La princesse prit une mine pensive.
— Et tu dis que tout s’est calmé, jusqu’à sa mort. Et après ? —demanda-t-elle.
Mon frère me glissa un regard en coin puis répondit :
— Après, je ne sais pas très bien ce qu’il s’est passé : c’est à peine si nous sommes restés quelques jours à Éshyl. Nous avions à faire hors du royaume. Mais je crois que les problèmes ne sont pas encore résolus.
— Je vois. —La princesse joignit les mains et les plaça sur sa tête, dans une pose méditative, puis elle reprit— : Et donc vous, vous aviez à faire. Vous deviez me trouver, c’est ça ?
— Oui, entre autres, c’est ça —acquiesça Rinan, passant les détails.
La jeune femme laissa retomber ses bras et déclara :
— Franchement, si vous voulez mon avis, ce royaume est habité par des détraqués.
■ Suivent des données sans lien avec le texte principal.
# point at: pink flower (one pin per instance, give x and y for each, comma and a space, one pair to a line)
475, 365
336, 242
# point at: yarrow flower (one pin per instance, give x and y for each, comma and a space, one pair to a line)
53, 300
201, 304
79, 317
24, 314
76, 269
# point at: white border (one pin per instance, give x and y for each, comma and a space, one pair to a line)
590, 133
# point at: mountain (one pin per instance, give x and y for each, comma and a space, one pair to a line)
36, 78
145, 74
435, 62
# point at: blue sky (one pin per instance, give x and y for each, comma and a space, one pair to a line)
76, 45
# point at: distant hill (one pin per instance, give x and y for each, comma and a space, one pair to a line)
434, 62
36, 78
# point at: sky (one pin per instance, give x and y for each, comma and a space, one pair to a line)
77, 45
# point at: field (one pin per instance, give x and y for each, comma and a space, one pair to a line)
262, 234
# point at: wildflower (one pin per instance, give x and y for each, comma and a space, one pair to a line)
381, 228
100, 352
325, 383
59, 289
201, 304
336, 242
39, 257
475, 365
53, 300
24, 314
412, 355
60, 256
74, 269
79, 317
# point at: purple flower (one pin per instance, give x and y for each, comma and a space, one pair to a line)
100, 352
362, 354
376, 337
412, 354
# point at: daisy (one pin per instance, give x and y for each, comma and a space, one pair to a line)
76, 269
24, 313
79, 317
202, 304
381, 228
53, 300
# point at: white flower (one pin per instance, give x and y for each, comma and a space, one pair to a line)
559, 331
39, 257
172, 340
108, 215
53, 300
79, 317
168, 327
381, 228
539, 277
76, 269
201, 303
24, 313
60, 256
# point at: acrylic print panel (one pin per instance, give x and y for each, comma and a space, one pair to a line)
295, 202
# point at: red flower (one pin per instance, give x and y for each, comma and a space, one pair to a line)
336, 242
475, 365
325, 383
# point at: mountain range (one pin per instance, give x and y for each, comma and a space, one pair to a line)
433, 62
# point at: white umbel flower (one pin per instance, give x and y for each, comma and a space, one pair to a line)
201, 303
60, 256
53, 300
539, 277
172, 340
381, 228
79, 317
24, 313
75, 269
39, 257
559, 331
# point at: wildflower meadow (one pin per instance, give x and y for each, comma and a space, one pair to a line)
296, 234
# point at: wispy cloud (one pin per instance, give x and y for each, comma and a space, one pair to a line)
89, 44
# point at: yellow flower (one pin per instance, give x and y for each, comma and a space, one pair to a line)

Des révoltes, des saccages et des rois qui changent le nom des rues… Je préfère ne pas y penser. —Elle indiqua une direction du doigt—. Ahinaw, c’est par là.
Vers le nord, approuvai-je. Je regardai, amusé, la princesse avancer d’un air enthousiaste sur la route. Les rayons du soleil la traversaient, l’illuminant tout entière. J’avais l’impression qu’étant devenu moi-même un fantôme, je parvenais à la distinguer bien mieux. Je levai les yeux vers l’horizon. Cinq ans plus tôt, j’étais passé par cette même route… Pourvu que, cette fois, je ne tombe pas entre les mains du Prince Évité, car ç’aurait été la mort assurée. Quoique, dans mon état, il était probable que le prince fou ne me reconnaisse pas. Il était toujours bon d’espérer.